The true clinical significance of the increase in PAI-1 can, of course, not be assessed by a cross-sectional analysis. In plasma, PAI-1 inhibits degradation of fibrin clots, contributing to an increased atherothrombotic risk. Large epidemiological studies have shown elevated plasma levels of PAI-1 as a predictor of myocardial infarction. PAI-1 levels are related to the severity of vessel wall damage and are good predictors of subsequent development of a first acute myocardial infarction. One can hypothesize that the increase in PAI-1 levels by the steatotic and inflamed liver, at least in part, explains the observed link between NAFLD and increased cardiovascular risk. Furthermore, local thrombotic events might contribute to fibrogenesis and liver disease progression. Antithrombotic treatment has recently been proven to beneficially affect disease evolution in cirrhosis. However, large longitudinal studies are needed to assess the role of PAI-1 in NAFLD-associated cardiovascular risk and fibrosis progression and the potential therapeutic implications of these findings.

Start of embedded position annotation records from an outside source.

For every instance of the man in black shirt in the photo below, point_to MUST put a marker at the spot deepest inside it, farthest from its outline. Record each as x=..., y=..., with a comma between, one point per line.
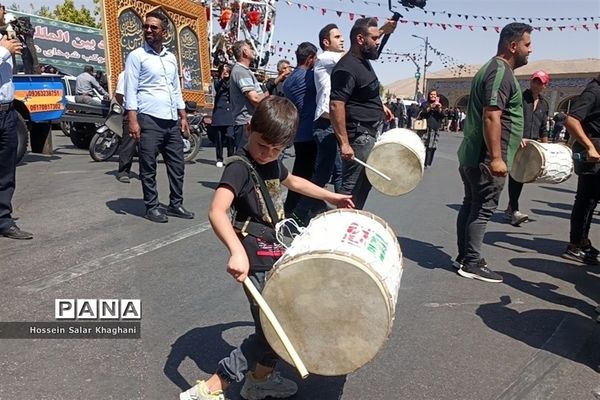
x=535, y=113
x=356, y=110
x=583, y=123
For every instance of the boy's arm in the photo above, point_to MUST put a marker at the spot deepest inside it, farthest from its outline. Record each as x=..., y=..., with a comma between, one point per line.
x=237, y=265
x=307, y=188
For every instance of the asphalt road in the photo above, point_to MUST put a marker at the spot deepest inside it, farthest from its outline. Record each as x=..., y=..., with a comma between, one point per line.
x=531, y=337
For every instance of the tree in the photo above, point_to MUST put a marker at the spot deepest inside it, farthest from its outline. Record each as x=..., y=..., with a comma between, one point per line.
x=68, y=13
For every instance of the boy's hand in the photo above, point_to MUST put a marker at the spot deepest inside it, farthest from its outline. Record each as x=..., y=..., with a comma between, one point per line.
x=238, y=266
x=340, y=200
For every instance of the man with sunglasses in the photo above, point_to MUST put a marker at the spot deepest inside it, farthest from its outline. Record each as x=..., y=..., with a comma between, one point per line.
x=154, y=101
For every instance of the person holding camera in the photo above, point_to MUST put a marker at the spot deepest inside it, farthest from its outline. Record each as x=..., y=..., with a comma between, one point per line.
x=8, y=140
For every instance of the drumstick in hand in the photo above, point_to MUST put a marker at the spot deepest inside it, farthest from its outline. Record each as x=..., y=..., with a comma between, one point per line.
x=367, y=166
x=277, y=327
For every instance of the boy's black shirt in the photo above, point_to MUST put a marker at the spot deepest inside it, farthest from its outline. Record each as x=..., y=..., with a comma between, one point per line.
x=236, y=177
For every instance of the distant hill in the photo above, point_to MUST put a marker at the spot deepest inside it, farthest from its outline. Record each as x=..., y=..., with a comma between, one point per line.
x=406, y=87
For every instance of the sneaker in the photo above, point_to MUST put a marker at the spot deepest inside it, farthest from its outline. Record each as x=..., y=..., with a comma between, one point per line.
x=200, y=392
x=480, y=272
x=273, y=385
x=123, y=177
x=580, y=254
x=457, y=263
x=518, y=218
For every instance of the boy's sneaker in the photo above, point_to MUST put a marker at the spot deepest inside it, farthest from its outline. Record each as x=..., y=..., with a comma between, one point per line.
x=273, y=385
x=518, y=218
x=200, y=392
x=582, y=255
x=480, y=272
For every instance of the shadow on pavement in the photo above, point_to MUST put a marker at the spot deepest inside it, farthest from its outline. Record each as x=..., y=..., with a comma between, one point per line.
x=566, y=334
x=558, y=189
x=209, y=184
x=425, y=254
x=32, y=157
x=580, y=277
x=127, y=206
x=526, y=241
x=206, y=347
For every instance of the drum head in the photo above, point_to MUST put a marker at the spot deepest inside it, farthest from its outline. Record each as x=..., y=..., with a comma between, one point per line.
x=335, y=312
x=528, y=163
x=398, y=162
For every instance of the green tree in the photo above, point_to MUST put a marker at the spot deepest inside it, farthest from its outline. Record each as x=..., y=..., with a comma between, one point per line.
x=69, y=13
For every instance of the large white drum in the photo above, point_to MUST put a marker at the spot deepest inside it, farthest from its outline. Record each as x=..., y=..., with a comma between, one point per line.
x=542, y=163
x=400, y=154
x=334, y=291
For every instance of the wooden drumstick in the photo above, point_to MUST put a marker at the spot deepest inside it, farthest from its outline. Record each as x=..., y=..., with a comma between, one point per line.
x=277, y=327
x=367, y=166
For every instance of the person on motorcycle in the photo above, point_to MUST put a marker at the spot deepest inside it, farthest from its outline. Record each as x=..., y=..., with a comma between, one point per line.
x=85, y=85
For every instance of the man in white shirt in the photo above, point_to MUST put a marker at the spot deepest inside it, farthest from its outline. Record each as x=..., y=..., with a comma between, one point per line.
x=328, y=159
x=8, y=138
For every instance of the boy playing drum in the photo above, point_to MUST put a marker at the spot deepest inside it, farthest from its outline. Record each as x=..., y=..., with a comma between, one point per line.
x=251, y=184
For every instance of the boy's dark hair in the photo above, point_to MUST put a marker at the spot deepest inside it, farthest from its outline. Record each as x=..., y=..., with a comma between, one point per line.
x=512, y=32
x=325, y=33
x=305, y=50
x=238, y=47
x=276, y=119
x=361, y=27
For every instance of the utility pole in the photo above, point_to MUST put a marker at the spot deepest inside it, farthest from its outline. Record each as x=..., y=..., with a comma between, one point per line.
x=425, y=63
x=417, y=74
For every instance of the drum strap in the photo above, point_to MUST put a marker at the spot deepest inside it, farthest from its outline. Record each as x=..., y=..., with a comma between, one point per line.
x=262, y=229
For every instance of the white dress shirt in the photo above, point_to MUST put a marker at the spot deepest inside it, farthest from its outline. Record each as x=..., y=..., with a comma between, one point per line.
x=323, y=67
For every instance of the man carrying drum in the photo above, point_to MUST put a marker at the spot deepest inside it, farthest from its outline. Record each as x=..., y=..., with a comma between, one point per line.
x=356, y=110
x=535, y=113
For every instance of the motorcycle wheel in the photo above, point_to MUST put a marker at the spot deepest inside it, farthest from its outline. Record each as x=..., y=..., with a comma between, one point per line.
x=191, y=147
x=103, y=146
x=81, y=134
x=65, y=126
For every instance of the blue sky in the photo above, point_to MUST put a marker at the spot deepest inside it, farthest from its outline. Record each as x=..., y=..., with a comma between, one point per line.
x=294, y=25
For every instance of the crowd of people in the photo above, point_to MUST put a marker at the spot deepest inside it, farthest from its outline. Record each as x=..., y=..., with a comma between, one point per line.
x=329, y=108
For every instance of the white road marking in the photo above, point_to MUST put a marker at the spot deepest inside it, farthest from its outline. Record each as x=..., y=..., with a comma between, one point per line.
x=87, y=267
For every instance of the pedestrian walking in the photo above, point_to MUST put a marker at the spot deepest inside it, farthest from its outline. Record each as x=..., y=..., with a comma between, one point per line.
x=535, y=113
x=8, y=138
x=492, y=135
x=154, y=104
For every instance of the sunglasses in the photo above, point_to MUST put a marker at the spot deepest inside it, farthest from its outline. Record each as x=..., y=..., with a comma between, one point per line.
x=153, y=28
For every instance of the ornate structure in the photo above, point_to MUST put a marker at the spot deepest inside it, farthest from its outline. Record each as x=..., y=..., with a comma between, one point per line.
x=187, y=39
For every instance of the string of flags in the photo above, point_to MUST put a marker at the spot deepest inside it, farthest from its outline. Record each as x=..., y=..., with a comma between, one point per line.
x=590, y=22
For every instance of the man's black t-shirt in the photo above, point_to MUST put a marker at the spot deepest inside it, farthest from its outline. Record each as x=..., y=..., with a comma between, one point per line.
x=236, y=176
x=586, y=109
x=354, y=82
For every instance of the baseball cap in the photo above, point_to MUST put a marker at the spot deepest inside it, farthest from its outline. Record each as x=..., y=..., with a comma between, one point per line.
x=542, y=76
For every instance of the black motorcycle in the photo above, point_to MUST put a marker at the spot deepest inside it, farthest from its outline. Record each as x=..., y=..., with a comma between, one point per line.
x=107, y=139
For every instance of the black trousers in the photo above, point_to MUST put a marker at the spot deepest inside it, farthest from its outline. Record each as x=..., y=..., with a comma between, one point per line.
x=161, y=136
x=126, y=148
x=586, y=200
x=8, y=165
x=514, y=192
x=304, y=165
x=224, y=137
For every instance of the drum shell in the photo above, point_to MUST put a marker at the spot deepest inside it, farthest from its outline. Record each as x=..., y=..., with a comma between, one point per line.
x=335, y=291
x=400, y=154
x=542, y=163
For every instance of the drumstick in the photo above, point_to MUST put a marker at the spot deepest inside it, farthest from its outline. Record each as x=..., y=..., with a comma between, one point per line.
x=367, y=166
x=277, y=327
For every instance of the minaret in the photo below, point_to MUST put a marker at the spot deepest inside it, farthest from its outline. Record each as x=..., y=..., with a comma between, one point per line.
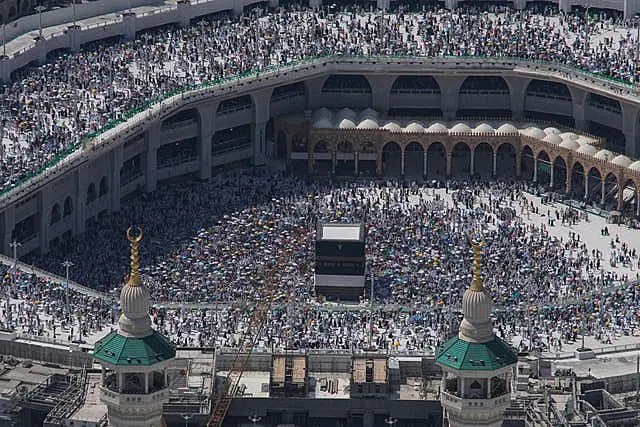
x=134, y=358
x=477, y=366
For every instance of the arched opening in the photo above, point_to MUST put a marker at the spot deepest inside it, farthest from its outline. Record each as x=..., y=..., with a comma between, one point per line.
x=577, y=181
x=368, y=159
x=55, y=214
x=91, y=193
x=436, y=161
x=68, y=207
x=346, y=83
x=559, y=175
x=526, y=163
x=594, y=191
x=345, y=159
x=506, y=161
x=281, y=145
x=414, y=161
x=235, y=105
x=629, y=205
x=392, y=159
x=460, y=160
x=322, y=158
x=483, y=160
x=611, y=190
x=104, y=187
x=544, y=168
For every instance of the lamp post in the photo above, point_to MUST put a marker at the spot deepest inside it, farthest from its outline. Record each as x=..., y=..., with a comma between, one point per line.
x=40, y=9
x=15, y=245
x=67, y=264
x=74, y=13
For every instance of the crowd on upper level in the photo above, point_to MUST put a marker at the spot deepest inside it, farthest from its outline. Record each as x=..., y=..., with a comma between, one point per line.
x=47, y=109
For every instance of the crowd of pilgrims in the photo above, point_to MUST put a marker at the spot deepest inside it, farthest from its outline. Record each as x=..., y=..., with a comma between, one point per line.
x=49, y=108
x=247, y=234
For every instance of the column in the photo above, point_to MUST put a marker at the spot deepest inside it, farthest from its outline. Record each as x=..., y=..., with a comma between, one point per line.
x=9, y=221
x=495, y=163
x=82, y=180
x=129, y=22
x=115, y=178
x=44, y=208
x=586, y=186
x=183, y=13
x=424, y=164
x=207, y=129
x=356, y=155
x=258, y=134
x=334, y=160
x=74, y=38
x=152, y=141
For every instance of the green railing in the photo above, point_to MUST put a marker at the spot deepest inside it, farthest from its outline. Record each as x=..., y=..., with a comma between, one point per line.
x=87, y=139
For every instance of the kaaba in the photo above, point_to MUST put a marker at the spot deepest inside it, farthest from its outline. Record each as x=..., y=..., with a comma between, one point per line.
x=340, y=261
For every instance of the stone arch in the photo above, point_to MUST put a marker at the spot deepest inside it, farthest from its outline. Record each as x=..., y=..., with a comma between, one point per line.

The association found between a prothrombotic status and NAFLD, independent of obesity, might be of relevance for the treatment paradigm of NAFLD and NASH. As more effective treatments become available in the future, it might be considered to treat patients with NAFLD and NASH, regardless of the degree of fibrosis, in an attempt to reduce the associated cardiovascular risks.
In conclusion, our results show that NAFLD and NASH independently contribute to the prothrombotic state in obesity by an increase in PAI-1, whereas other prothrombotic factors are unaffected by liver status.